Fair Isle has been described as the most remote inhabited island in the UK, and is the most southerly island in Shetland.
Businesses there have now been connected to full-fibre broadband almost two years ahead of schedule, with the local post office and shop among those benefiting from the technology.
The project represents the greatest distance that Openreach has transmitted a continuous full-fibre signal anywhere in the UK.
And the telecoms company said it had to “get creative” to connect the island – which is home to about 60 people.
A spur cable, which comes off a 68-mile-long subsea cable between Shetland and the Orkney Islands, was used to connect Fair Isle – which lies 24 miles south of the main island of Shetland and 27 miles from North Ronaldsay, the most northerly island in Orkney.
The work was funded as part of the Scottish Government’s £404.1 million Reaching 100% (R100) North contract, which seeks to expand broadband connectivity to remote parts of Scotland, along with £17.4 million of funding from the UK Government.
In what is believed to be a world first, Openreach deployed innovative engineering to boost the signal strength – using a super-powered adaption of the technology currently used in many homes – because of the distance between the islands.
With Fair Isle, which has been owned by the National Trust for Scotland for almost 70 years, an important breeding ground for rare birds, work to connect the island also had to be planned around nesting seasons.
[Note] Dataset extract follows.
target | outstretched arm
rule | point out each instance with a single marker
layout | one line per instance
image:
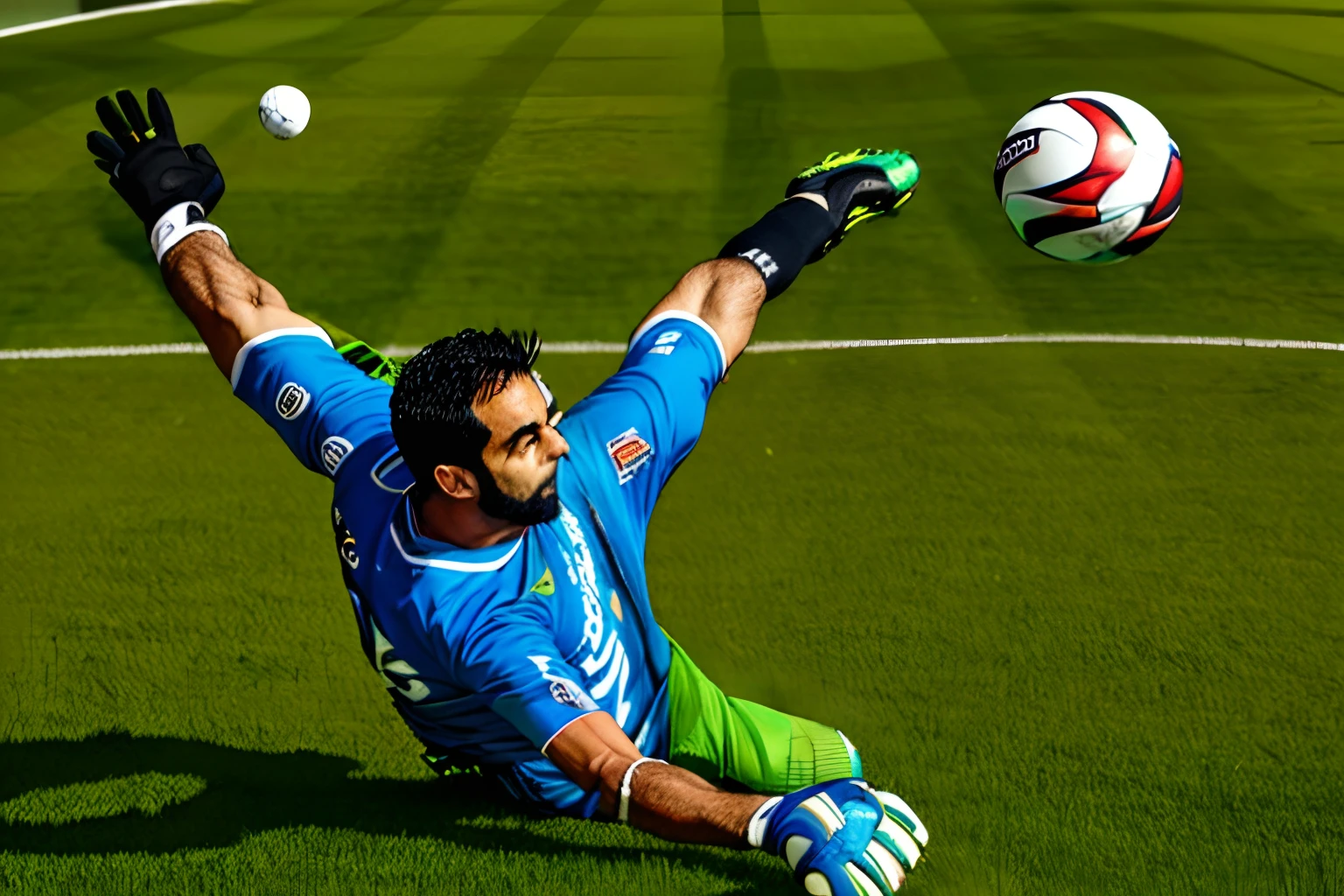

Openreach chief engineer for Scotland Fraser Rowberry said: “Regular fibre signals just couldn’t go the distance, so we had to get creative with some world-first engineering to transmit life-changing ultrafast broadband over 100km to islanders.
“We had to do everything differently on Fair Isle, from planning around bird-nesting seasons to setting up flat-packed cabins for our crew.”
Mr Rowberry praised the islanders for “being so welcoming to our team”, adding: “They’ve been amazing. Now they’re connected to the world in a whole new way.
“This will make Fair Isle an even better place to be – for residents, visitors and future generations – and we’d encourage people on the island to upgrade to full fibre.”
Stackhoull Stores and Post Office was connected to full fibre before Christmas, with postmistress Fiona Mitchell saying she hoped having broadband would encourage more people to live on Fair Isle.
She said: “We are a small population and want to grow and encourage people to be a part of our community.
“Getting a full-fibre connection so that people can more easily work and live here is a major part of that. We need all hands on deck to make the island run.”
Neil Gray, the Wellbeing Economy Secretary in the Scottish Government, said: “I am delighted that we have achieved digital connectivity for Fair Isle almost two years earlier than planned.
“Through our R100 commitment to tackle some of the hardest-to-access terrain in the country, we are improving the educational and life opportunities available to young people across Scotland.
“This innovative step forward for engineering ensures children on Fair Isle are not left behind.
“Internet speeds rivalling the best in the country are helping create a more attractive place for families and young people to live.”
Mr Gray continued: “We committed to invest further in our digital connectivity, despite powers being reserved to Westminster, because we know that by supporting remote working and rural businesses – from Fair Isle jumpers to tourism – we can help to build an island economy which is fair, green and prosperous.”